When I first met her I had no idea what I was doing. I was sitting in my favorite little pub, the Galway Hooker, a marvelous recreation of a simple pub in Ireland complete with a long old wooden bar polished lovingly from hours of mopping up spilt alcohol. The place smelled of wood and spice and deep fried food. I had just finished a lunch of just such food and was relaxing with a book when I heard a laugh near the bar. It wasn't that laughing was uncommon here, or that it was a particularly loud or obnoxious laugh, no it certainly wasn't that, but it was light and full of joy and mischief. It was as if someone had given voice to a candle flame, and in that moment it was alive and bright and happy to be. I looked up, and there she was, leaning forward with her hands on the bar, white blouse, black vest, blue jeans, with full, long red hair flowing down her back. She glanced over her shoulder and I saw that smile for the first time and gaped openly. I had never seen anything so fresh and lovely, it was spring, it was sunshine, it was hope, it was every cheesy line from every poem I had ever read rolled into one. And it was there at the Galway Hooker. I tried to turn my attention back to my book, to ignore the fact that perfection had somehow sauntered into the room, but I simply couldn't. I found myself inventing reasons to glance up and around the room, always passing my eyes over her at least once before pretending to go back to my reading. I stopped myself in the middle of angling my body towards her, trying to give myself a better view. In my mind I played through every scenario I could think of to give me an excuse to talk to her. My ego discovered very quickly that in every way I imagined it, I always made a fool of myself. What would a woman like that want with someone like me anyway? Regardless of what I might have to offer, she was probably married or had a boyfriend. Women like that we're never single for very long. So I sat and watched and did absolutely nothing about it. Until eventually she left. I hadn't read a single word since I saw her, and then she was gone. I took a breath, finished my drink, and went home.
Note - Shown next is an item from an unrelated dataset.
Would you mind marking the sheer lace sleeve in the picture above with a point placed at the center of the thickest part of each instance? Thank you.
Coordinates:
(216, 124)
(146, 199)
For weeks after that whenever I had a day off I always found myself at the Galway Hooker for lunch. I told myself that it was because I had come to really enjoy their fish and chips, or that I was trying to develop a routine it could fall contentedly into. The truth was that I was looking for her. In a city with hundreds of bars and restaurants, I thought maybe she would come back to mine. Next time I would talk to her. Next time I wouldn't care if she had a boyfriend. Every girl likes to be told they are beautiful, what harm is there in that? And for weeks I left disappointed, but not particularly surprised. Finally, after I had given up on the possibility of seeing her, there she was. I was on my way to my normal booth, but she was sitting there instead, wearing a t-shirt and black jeans, her hair pulled back into a ponytail, a mug of something hot on the table in front of her. I stopped dead in my tracks and could do nothing but stare. Probably sensing someone watching her, she looked up at me, an eyebrow raised. My mind was sluggish, my pulse pounded, my legs buckled, and I probably would have bolted had she not been staring at me with her green eyes. Finally I managed to gather my wits enough about me to smile. I didn't even realize I was holding my breath until she smiled back, and then it was as if someone had released me from some kind of spell. I was able to move. I stepped forward, eyes fixed on her.
"Hi," she said, her voice warm and gentle as a breeze.
Of course, the only thing I manage to get out is, "You're in my booth."